Rural areas should be the focus of ongoing nationwide medical reform, and medical resources in rural areas should be more accessible, a political advisor suggested.
He Wei, a CPPCC (Chinese People's Political Consultative Conference, the country's top political advisory body) member from Liaoning Province, spoke with Beijing Review at the opening ceremony of the Third Session of the 11th National Committee of the CPPCC in Beijing on March 3.
"I think the most fundamental problem that needs to be resolved at the moment is medical services for farmers, rather than the reform in government-run hospitals," said He, who is in charge of the He College of Ophthalmology and Visual Science at Shenyang Medical College and the He Eye Hospital Shenyang.
"The reform in government-run hospitals is important, but I think overall medical reform should more fully embrace its responsibility to serve the public as well as improve the quality of medical workers in rural areas," he said. "The medical reform must not deviate from its focus."
According to He, the uneven distribution of medical resources has become increasingly prominent across the country as big hospitals in big cities have been crowded with patients, leaving doctors in small local hospitals and rural clinics with nothing to do.

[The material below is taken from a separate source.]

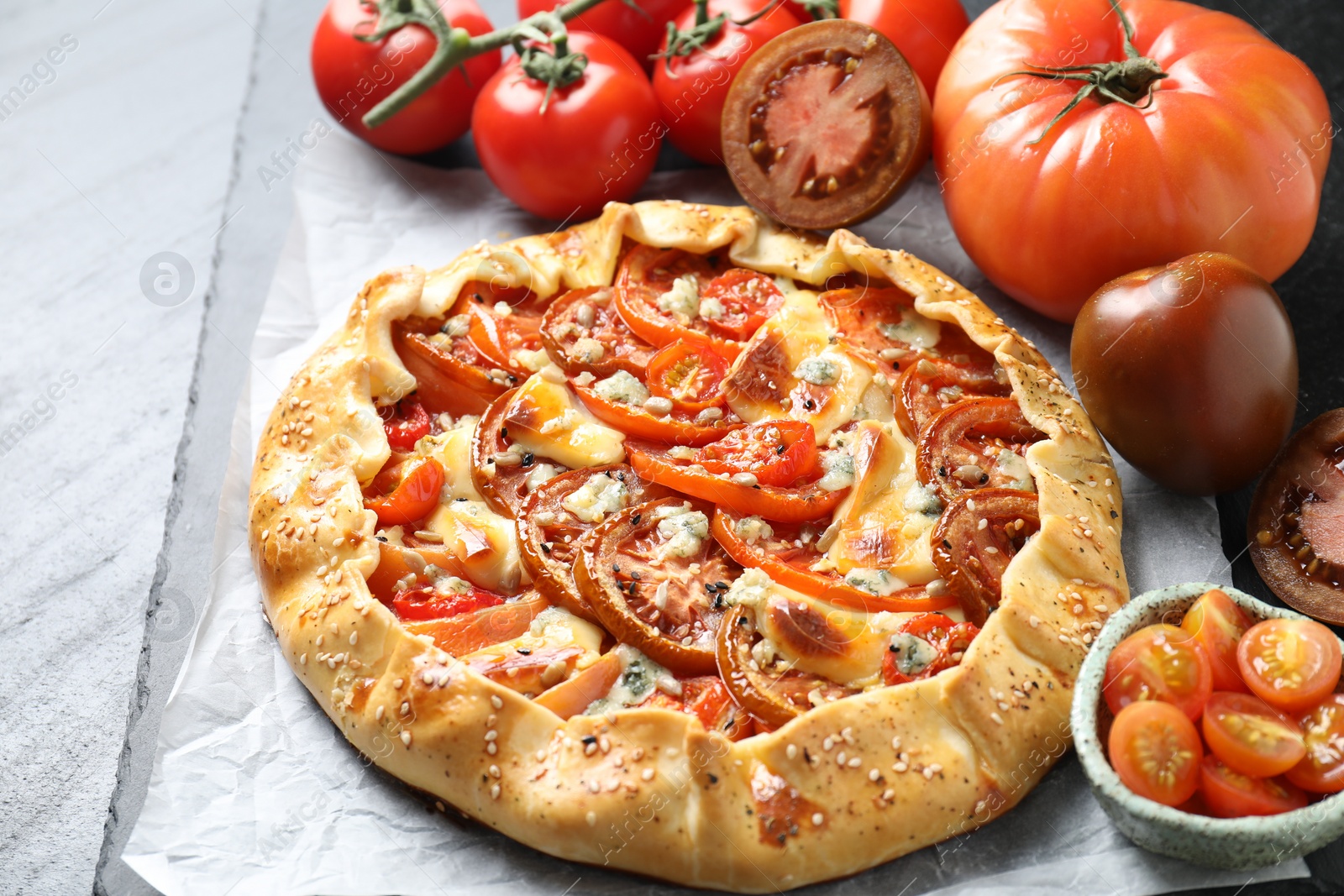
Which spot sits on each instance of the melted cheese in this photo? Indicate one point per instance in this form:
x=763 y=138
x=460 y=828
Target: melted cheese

In April 2009, the Central Government unveiled its Guidelines on Deepening the Reform of the Health Care System, which kicked off a much-anticipated program to ensure fair and affordable health services for China's 1.3 billion citizens.
The government will spend more than 850 billion yuan ($124 billion) by 2011 to provide universal medical services to all residents, Health Minister Chen Zhu said.
The guidelines identified public hospitals as the dominant providers of health services, and gave priority to the development of local hospitals and clinics in cities and rural areas, as Chen said the rural system "has played a prominent role in alleviating the economic burden of rural residents."
Authorities have pledged to build 2,000 county hospitals and 5,000 township clinics in rural areas by 2011, extending medical services and making them more affordable.
Moreover, the Central Government recently allocated 37.2 billion yuan ($5.45 billion) to subsidize nationwide medical reform.
Specifically, 22 billion yuan ($3.22 billion) will be used to subsidize a new type of rural cooperative medical care system; 3.7 billion yuan ($541 million) to subsidize basic medical insurance for urban residents; 3.2 billion yuan ($468 million) for urban and rural medicaid; and 8.3 billion yuan ($1.21 billion) for basic public health services.
By 2011, every health clinic in townships must have at least one approved doctor. Some 360,000 training spots will be available to township medical workers and another 13.7 million training spots will be allocated for healthcare workers in villages within three years.
By 2020, China will have a basic health care system that provides "safe, effective, convenient and affordable" services to urban and rural residents, Chen said.
"Therefore, the medical reform should put its emphasis on rural areas," He said. "Otherwise, the last scenario we'd like to see would be small local hospitals and rural clinics getting the cold shoulder from patients despite having sufficient funds and improved hardware."
More than 2,000 CPPCC National Committee members from across the country will discuss major issues concerning the nation's development during the annual meeting scheduled to conclude on March 13.